Availability of sources 4. Non recurring purchases 5. Size of the expenditure 6. Extent of negotiation.
1.
Nature and size of expenditure:
An expenditure of company funds for capital equipment is an ‘ investment’. If purchased wisely and operated efficiently, capital equipments generate profits for its owner. Because it exerts a direct influence on the costs of production, the selection of major capital equipment is a matter of significant concern to top management. Although capital equipment prices cover a wide range, the purchase of most major equipments involves the expenditure of the substantial sum of money. The purchase price for a piece of equipment, however, is frequently over-shadowed in importance by other elements of cost. Since, a machine is often used for ten years or more, total cost of operation and maintenance during its life time may far exceed its initial cost. Hence, the ultimate (or total life) cost of a machine, relative to its productivity, is the cost factor of primary importance.
Estimating operating and maintenance costs which will be incurred in future years is not easy. Frequently these costs vary from year to year. Consequently, discussions involving the choice among several alternative machines often centre on the probable accuracy of specific cost estimates. The timing of many capital purchases often presents a paradoxical situation. Typically, the general supply capabilities of capital investment manufacturers do not adjust quickly to changes in levels of demand. Thus, because capital equipment purchases are made infrequently and can often be postponed, manufacturers of industrial capital goods frequently find themselves in a ‘ feast or famine’ type of business. When a purchaser’s business is good, he needs additional production equipment to satisfy his customers burgeoning demands.
But because other purchasers are in the same situation, he also finds capital equipment prices rising in a market of short supply. Conversely, when his business is poor and he does not need additional production equipment, capital equipment is in plentiful supply, often at reduced prices.
2. Lead time requirement:
A unique feature in the purchase of capital equipment is the lead time required for its supply. Though very few types of equipment are standardised, most of the major equipments are custom built and require sufficient lead time for the suppliers to fabricate or manufacture and deliver.
3. Availability of sources:
Since many of the requirements of major equipment are specific and typical for different types of industries, the number of suppliers available is also very few and the organisation has to decide carefully a number of factors.
4. Non recurring purchases:
The purchase of a particular piece of capital equipment typically occurs only once every five to twenty years. For example, one buyer recently purchased a unique high-temperature electric furnace for use in his company’s research and development laboratory.
Since, the furnace is used only periodically for experimental work, it is very likely that another purchase of this kind of equipment will not be made for the next twenty years. On the other hand, a few industrial operations require the use of many identical machines in the production process. For example, in petroleum and chemical processing plants, the product is transported by pipe line throughout most of the production operation.

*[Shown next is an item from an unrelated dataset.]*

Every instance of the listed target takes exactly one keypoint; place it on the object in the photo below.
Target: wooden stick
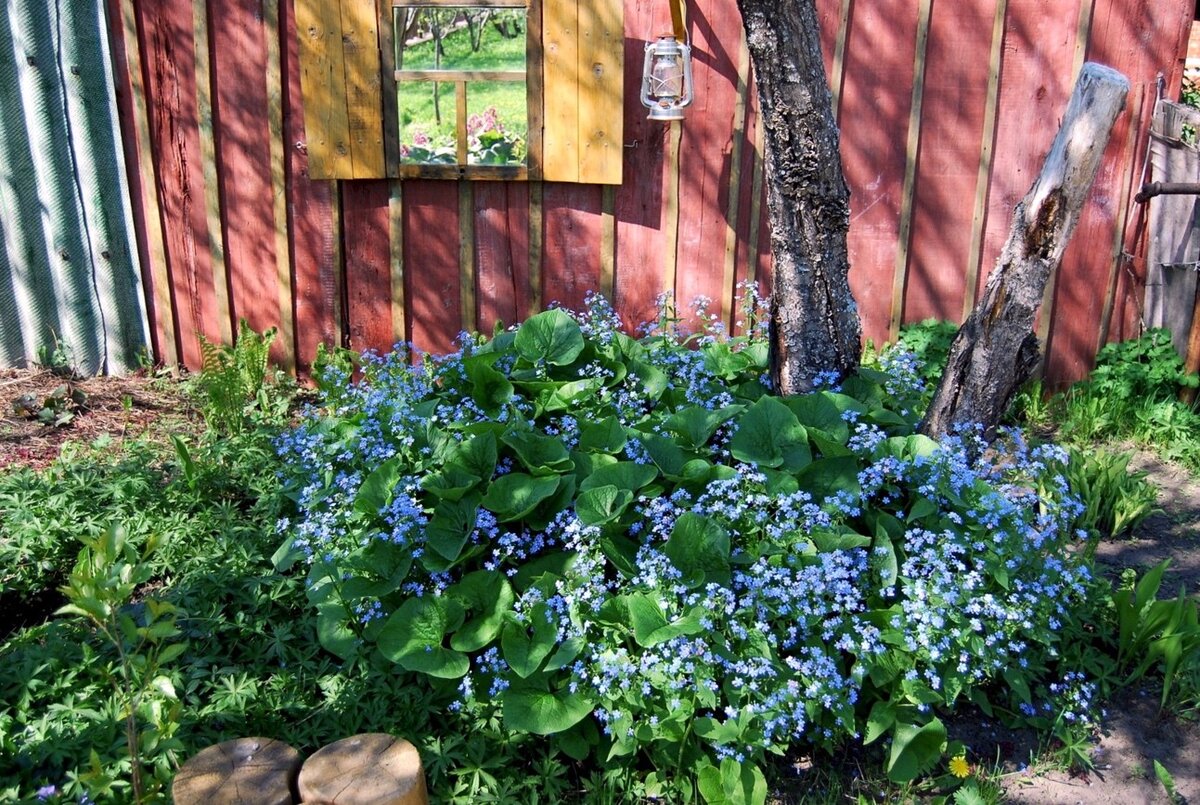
(996, 350)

This requires dozens, at times hundreds of similar pumps which vary only in size and minor details of construction.
To keep capital expenditures at a fairly uniform level from year to year and to minimise maintenance costs, pumps are often replaced on a continuing basis rather than all at once. Although it is relatively uncommon, this type of capital equipment purchase assumes some of the characteristics of conventional production purchasing. A unique feature of many capital equipment purchases is the lead time requirement. While some types of capital equipments are standard off – the shelf products, most are not. Much production machinery and prime moving equipments are built (at least in part) to operate under specific conditions peculiar to each purchaser’s operation. Consequently, manufacturing lead time is usually a matter of months or years.
The production of a large steam turbine, for example, may require negotiating and expediting work substantially different from that normally required in production purchasing.
5. Size of the expenditure:
This is the major consideration as the organisation would have to invest large amount over a long duration. Moreover, the equipment directly influences the manufacturing operations of the organisation. It is natural that the purchasing of major equipment is a matter of significant concern to the top management.
6. Extent of negotiation:
Purchase of major equipment is a result of careful negotiations and analysis of various alternatives available to an organisation. The number of contacts and discussions with the vendors will be much greater compared to those for the purchase of consumption materials.